Restoration work on damaged gravestones is underway at the historic Old Burial Hill Cemetery. A two-person team has begun making repairs to some of the most deteriorated slate headstones and markers at the colonial-era site.
As of Oct. 16, Michael Gallagher, owner of Village Green Restoration, and apprentice Jacob Thomas had carefully epoxied a handful of head and foot stones dating to the early 18th century that had snapped in two.
“We repair this with structural epoxy,” said Gallagher. “Then we’ll fill in any joints or loose cracks with different types of fill material.”
Gallagher has over 25 years experience in historic preservation projects. His team was contracted by the Old Burial Hill Oversight Committee to restore some of the most damaged gravestones.
An assessment identified 17 headstones, five footstones and 166 grave markers in need of repair, totaling about $75,000 of work. Initial funding is in place to restore the Lost at Sea Fishermen’s Monument, Gen. John Glover’s tomb and 10 other grave markers.
The Historical Commission is funding work on the Fishermen’s Monument and Glover’s Regiment expressed interest in helping restore Glover’s tomb. A $10,000 appropriation from the 2022 Town Meeting is funding the restoration work underway.
Gallagher and Thomas erected a tripod with a pulley and rope near markers to hoist and lower heavy stones. Headstones that had formerly lain cracked and broken were mended and carefully placed on the grass to allow the epoxy repairs to set. Sections around each stone were taped off with yellow caution tape, demarcating the fragile work in progress.
The work will take about a week to complete, they said. Alex Finigan, a new member of the oversight committee, looked on eagerly as the work progressed on Monday.
“What excites me is this is more than just a [cemetery],” he said. “It’s a really important historic site.”
The slate stones, each carved by hand, are “relics of a way of life that is no longer present,” Finigan added.

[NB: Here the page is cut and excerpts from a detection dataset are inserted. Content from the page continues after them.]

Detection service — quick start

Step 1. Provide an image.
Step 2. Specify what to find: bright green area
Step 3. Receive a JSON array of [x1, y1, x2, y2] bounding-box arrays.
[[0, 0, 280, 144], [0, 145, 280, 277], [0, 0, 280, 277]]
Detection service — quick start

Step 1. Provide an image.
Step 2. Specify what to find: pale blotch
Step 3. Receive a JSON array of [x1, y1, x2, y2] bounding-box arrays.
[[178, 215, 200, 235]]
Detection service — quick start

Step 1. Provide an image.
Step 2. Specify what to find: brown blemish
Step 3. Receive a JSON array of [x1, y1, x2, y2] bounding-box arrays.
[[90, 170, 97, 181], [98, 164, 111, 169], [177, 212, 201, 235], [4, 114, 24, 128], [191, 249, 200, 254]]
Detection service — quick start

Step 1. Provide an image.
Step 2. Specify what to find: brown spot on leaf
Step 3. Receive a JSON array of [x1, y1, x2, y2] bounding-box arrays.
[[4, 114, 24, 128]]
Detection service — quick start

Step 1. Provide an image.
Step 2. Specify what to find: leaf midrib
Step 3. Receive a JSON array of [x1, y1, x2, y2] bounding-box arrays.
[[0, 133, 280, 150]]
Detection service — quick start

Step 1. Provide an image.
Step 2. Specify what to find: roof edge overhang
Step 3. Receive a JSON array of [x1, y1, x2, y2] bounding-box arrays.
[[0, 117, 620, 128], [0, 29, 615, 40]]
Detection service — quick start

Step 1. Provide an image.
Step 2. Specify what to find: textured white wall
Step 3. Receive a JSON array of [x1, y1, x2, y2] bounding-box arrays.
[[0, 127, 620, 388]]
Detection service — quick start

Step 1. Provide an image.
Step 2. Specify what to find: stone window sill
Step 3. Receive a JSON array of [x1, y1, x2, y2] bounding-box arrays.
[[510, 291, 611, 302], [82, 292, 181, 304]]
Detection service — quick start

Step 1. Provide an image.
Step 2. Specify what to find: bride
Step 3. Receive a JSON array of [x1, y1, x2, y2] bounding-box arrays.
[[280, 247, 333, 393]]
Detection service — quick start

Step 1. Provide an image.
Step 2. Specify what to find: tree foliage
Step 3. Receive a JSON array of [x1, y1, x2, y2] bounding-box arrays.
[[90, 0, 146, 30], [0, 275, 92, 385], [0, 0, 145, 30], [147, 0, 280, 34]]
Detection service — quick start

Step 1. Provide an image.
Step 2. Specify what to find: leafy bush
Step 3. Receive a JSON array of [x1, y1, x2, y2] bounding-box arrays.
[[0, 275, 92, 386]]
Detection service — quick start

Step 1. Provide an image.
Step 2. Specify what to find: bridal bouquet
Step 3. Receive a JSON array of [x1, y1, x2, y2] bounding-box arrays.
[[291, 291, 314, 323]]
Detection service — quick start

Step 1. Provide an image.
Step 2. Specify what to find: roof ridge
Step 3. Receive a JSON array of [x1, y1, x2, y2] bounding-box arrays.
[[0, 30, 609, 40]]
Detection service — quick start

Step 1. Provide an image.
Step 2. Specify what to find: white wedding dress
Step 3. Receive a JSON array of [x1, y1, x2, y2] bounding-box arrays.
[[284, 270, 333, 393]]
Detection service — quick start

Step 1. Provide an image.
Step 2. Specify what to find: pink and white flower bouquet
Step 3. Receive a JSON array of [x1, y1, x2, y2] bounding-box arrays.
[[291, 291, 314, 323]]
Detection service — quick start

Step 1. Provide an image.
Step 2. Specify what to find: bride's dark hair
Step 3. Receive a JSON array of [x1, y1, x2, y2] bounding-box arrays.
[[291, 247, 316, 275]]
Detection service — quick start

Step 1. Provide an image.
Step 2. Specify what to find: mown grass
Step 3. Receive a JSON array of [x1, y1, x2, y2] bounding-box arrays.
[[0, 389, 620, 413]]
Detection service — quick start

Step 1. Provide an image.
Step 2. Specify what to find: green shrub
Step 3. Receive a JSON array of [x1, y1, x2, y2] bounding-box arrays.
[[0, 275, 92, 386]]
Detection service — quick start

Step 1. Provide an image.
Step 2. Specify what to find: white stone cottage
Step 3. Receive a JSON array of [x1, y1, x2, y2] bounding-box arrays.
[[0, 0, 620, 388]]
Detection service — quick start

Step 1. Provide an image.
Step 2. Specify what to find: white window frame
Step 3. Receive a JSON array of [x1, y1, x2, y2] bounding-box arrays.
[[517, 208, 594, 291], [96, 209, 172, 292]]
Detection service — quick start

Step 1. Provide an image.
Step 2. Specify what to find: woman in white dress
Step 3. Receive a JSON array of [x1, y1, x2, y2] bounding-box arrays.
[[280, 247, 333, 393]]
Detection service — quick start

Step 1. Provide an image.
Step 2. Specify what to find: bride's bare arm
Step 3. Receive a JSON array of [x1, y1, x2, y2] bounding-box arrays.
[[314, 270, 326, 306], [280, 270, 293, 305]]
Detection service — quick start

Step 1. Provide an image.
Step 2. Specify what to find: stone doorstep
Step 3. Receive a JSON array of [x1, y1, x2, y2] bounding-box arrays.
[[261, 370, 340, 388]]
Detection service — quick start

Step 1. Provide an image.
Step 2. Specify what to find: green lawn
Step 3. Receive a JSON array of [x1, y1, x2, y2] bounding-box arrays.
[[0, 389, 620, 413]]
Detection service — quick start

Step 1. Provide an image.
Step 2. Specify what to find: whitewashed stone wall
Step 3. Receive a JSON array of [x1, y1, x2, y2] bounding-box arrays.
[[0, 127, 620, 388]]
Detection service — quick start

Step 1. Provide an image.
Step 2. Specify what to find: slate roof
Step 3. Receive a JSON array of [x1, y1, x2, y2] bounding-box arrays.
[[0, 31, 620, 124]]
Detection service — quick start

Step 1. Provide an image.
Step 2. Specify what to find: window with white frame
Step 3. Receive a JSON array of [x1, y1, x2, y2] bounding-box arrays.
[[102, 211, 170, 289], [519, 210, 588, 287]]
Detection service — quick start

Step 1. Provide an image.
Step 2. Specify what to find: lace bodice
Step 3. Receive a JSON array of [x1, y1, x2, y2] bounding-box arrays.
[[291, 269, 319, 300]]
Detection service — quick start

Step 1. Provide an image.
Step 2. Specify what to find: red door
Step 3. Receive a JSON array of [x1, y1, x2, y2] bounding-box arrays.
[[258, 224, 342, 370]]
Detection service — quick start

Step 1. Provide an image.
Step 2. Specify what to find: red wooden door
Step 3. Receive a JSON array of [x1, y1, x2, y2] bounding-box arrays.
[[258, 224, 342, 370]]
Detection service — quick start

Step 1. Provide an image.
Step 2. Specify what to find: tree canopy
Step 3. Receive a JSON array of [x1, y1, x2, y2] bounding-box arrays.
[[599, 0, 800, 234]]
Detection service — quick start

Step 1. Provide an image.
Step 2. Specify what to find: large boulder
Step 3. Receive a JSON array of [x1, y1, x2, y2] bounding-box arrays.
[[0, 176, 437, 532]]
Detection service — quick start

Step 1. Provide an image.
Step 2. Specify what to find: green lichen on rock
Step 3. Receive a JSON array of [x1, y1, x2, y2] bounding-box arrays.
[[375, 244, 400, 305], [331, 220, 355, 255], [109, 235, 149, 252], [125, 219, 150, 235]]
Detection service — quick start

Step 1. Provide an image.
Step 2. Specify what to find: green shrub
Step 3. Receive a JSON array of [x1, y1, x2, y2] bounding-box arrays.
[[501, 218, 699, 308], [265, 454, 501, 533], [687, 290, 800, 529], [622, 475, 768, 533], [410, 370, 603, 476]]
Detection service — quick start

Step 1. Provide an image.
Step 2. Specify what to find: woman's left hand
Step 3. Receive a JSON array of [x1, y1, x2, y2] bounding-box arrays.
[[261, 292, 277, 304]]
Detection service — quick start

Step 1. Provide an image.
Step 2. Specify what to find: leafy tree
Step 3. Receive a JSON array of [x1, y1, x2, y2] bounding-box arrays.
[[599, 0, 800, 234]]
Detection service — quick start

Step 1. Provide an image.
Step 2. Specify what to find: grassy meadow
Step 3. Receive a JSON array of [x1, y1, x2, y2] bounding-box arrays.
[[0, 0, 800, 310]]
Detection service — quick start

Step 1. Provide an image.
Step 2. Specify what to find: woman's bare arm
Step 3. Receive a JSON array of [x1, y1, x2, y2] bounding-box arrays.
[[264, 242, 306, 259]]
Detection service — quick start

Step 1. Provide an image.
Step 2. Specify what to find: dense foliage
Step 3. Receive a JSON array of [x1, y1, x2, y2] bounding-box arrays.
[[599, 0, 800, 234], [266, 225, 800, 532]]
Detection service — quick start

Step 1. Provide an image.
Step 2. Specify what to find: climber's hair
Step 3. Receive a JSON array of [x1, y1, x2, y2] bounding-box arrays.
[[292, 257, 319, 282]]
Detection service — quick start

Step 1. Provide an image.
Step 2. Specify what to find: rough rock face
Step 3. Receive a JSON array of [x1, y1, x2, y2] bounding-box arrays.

“I find this stuff beautiful and interesting. This is our history,” said Finigan. “There are so few places like this, so few of these remaining that I think it’s really important.”
Standley Goodwin, a member of the oversight committee and a historian of the cemetery, agreed on the importance of upkeep.
“If you want this cemetery to continue to exist,” he said, “these stones have got to be repaired.”
He and Finigan said continual fundraising and awareness will be needed to maintain this link to Marblehead’s past. The Old Burial Hill Oversight Committee will begin a fundraising campaign within the year.
Goodwin said the cemetery, established in the late 17th century, holds about 60 Revolutionary War veterans among its 600 graves.